Em seguida tentou tomar Séforis, cidade não muito distante daquela que tinha sido destruída, mas perdeu muitos de seus homens. Mesmo assim, partiu para combater Alexandre. Alexandre o enfrentou junto ao rio Jordão, perto de um lugar chamado Safot [não muito longe do rio Jordão], e montou acampamento perto do inimigo. Tinha, no entanto, oito mil homens na primeira fileira, que chamava de Hecatontômacos, com escudos de bronze. Os soldados da primeira fileira de Ptolomeu também tinham escudos revestidos de bronze. Mas, nos demais aspectos, os soldados de Ptolomeu eram inferiores aos de Alexandre, e por isso tinham mais medo de correr riscos. Filostéfano, o comandante do acampamento, no entanto, lhes infundiu grande coragem e ordenou que atravessassem o rio que ficava entre os dois acampamentos. Alexandre não achou conveniente impedir a travessia, pois pensou que, uma vez que o inimigo tivesse o rio às costas, seria mais fácil fazê-los prisioneiros, já que não poderiam fugir do combate. No início da batalha, as ações de ambos os lados, com as mãos e com o ímpeto, foram equivalentes, e uma grande matança foi feita pelos dois exércitos. Mas Alexandre levava vantagem, até que Filostéfano trouxe a tempo as tropas auxiliares para socorrer os que cediam. Como não havia auxiliares para socorrer a parte dos judeus que cedia, aconteceu que eles fugiram, e os que estavam por perto não os ajudaram, mas fugiram junto. Os soldados de Ptolomeu, no entanto, agiram de modo bem diferente, pois perseguiram os judeus e os mataram. Por fim, os que os matavam foram atrás deles depois de pô-los todos em fuga, e os abateram por tanto tempo que suas armas de ferro ficaram embotadas e suas mãos completamente exaustas da matança. Pois corria o relato de que trinta mil homens foram mortos então. Timágenes diz que foram cinquenta mil. Quanto aos demais, parte deles foi feita cativa, e a outra parte fugiu para o próprio território.

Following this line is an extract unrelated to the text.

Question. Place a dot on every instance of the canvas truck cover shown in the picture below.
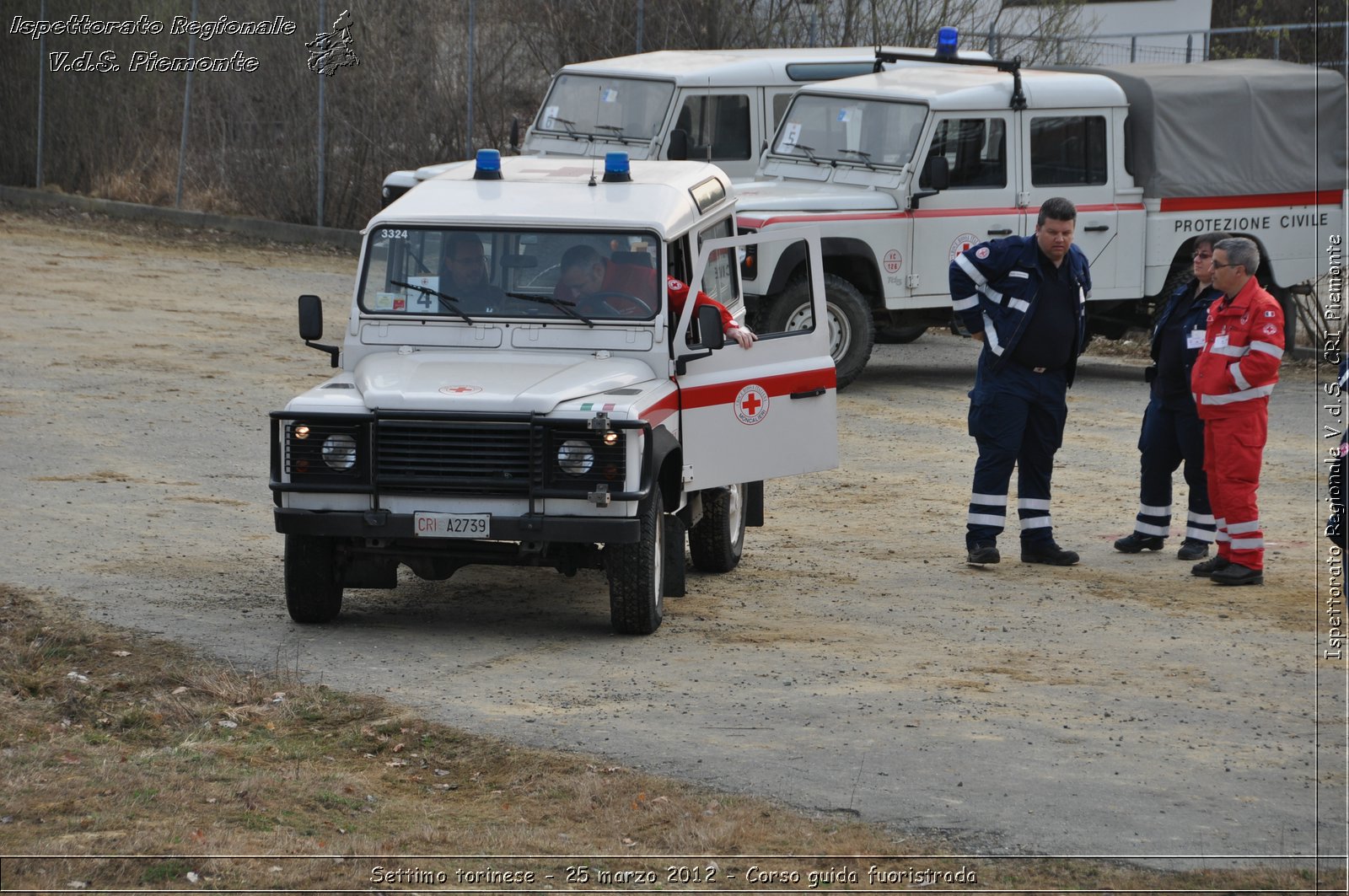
(1232, 127)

Depois dessa vitória, Ptolomeu invadiu todo o território e, quando a noite chegou, alojou-se em certas aldeias da Judeia. Ao encontrá-las cheias de mulheres e crianças, ordenou a seus soldados que as estrangulassem, as cortassem em pedaços, depois as lançassem em caldeirões ferventes e então devorassem os membros, como em sacrifícios. Essa ordem foi dada para que os que fugiam da batalha e chegavam até eles supusessem que os inimigos eram canibais e comiam carne humana, e por isso ficassem ainda mais aterrorizados diante deles, ao verem tal cena. Tanto Estrabão quanto Nicolau [de Damasco] afirmam que eles trataram aquela gente dessa maneira, como já relatei. Ptolomeu também tomou Ptolemaida à força, como expusemos em outro lugar.